Return Of The Talentless Bastard

Chapter 59: Ambush II: Lin Feng


Kage moved like a shadow given form, each footfall deliberate and silent against the moss-covered ground. The late morning sun filtered through the canopy above, casting shifting patterns of light and shadow across the stone circle—patterns he could use.

The White Apes lay in a loose cluster at the circle's center, their white fur almost luminous in the dappled sunlight. Their breathing was deep and rhythmic. Asleep, but not defenseless. These were predators, and predators never truly let their guard down completely.

Kage's eyes swept the battlefield with cold calculation. Twelve standing stones, each roughly eight feet tall, arranged in a near-perfect circle. The gaps between them were just wide enough for a man to slip through—or for an ape to lunge. The ground was uneven, studded with smaller rocks and root systems that broke the surface like veins. Good. Uneven ground favored the lighter combatant.

He noted the sun's angle. East-southeast, climbing toward noon. The light would be in his eyes if he approached from the western side, but it would also blind anything that faced him from the center.

The first ape was closest—a large male with a scar across its shoulder, sleeping apart from the others near the northern edge of the formation. Isolated and vulnerable.
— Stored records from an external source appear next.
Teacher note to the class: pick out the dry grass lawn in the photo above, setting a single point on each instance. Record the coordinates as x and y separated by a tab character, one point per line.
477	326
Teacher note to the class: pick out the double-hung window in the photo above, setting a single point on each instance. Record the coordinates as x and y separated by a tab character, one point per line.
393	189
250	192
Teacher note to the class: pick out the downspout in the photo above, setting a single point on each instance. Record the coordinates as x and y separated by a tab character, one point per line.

Kage closed the distance in three silent strides, moving through a patch of shadow cast by one of the standing stones. His sword came up in a smooth, economical motion—no wasted movement, no flourish. The blade caught the morning light for just an instant before it descended.
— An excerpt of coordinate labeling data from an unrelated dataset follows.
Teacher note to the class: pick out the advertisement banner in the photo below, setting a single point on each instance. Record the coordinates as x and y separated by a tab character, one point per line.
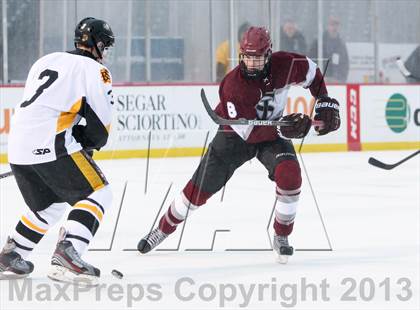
390	116
353	117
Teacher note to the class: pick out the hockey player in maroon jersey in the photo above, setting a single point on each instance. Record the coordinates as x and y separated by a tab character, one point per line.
256	88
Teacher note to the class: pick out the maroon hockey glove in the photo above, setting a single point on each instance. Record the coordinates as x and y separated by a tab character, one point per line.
327	110
299	129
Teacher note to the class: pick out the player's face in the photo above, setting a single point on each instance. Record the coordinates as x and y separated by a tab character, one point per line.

The cut was clean. Throat to sternum. The ape's eyes snapped open, but by then its lifeblood was already painting the stones beneath it. Kage's left hand clamped over its muzzle, muffling any sound it might have made. He held it there, feeling the convulsions weaken, watching its eyes dim.

'One.'

He lowered the body slowly, carefully, until it lay still. Then he was moving again, circling left, keeping a standing stone between himself and the main group. The sun was fully behind him now.

The second ape stirred—whether from some instinct or the faint copper smell of blood on the wind, Kage couldn't tell. It lifted its head, nostrils flaring.

Kage exploded from behind the stone.

Three running steps and he was inside the creature's guard before it could fully rise. His sword took it through the eye socket, angled up into the brain. The ape jerked once, a grotesque puppet with cut strings, and collapsed.

'Two.'

But the element of surprise was spent. The remaining ten apes erupted from their rest with howls that echoed off the standing stones. They scattered, some rushing toward him, others scrambling for distance to assess the threat.

Kage didn't give them time to think.

He broke left, sprinting for the nearest stone. A massive ape—easily the largest of the group—charged him from the right, knuckles pounding the earth, lips peeled back from yellow fangs. Kage reached the stone and pivoted behind it in one fluid motion.

The ape couldn't stop its momentum. It crashed into the standing stone with a meaty thud, the impact reverberating through the ancient rock. Dazed, it staggered back.

Kage's sword licked out from behind the stone—a single horizontal slash across the backs of both legs. Hamstrings severed. The ape toppled with a shriek, and Kage's follow-up thrust silenced it permanently.

'Three.'

At this point, he was already huffing. All the rest he spent all morning for was spent in not even three minutes. Kage cursed his wretched body.

Two more were converging on his position, one from each side. He couldn't fight both at once, not in the open. The stones were his advantage—he had to keep using them.

Kage sprinted deeper into the circle, weaving between the monoliths. The apes pursued, but they were bulkier, less maneuverable. What he gave up in strength, he gained in speed and precision.

An ape lunged at him from the left. Kage dropped into a slide, the damp earth allowing him to glide beneath its grasping arms. His sword dragged along the ground, then swept up as he passed, opening the creature's belly in a diagonal slash. It howled and clutched at its spilling entrails.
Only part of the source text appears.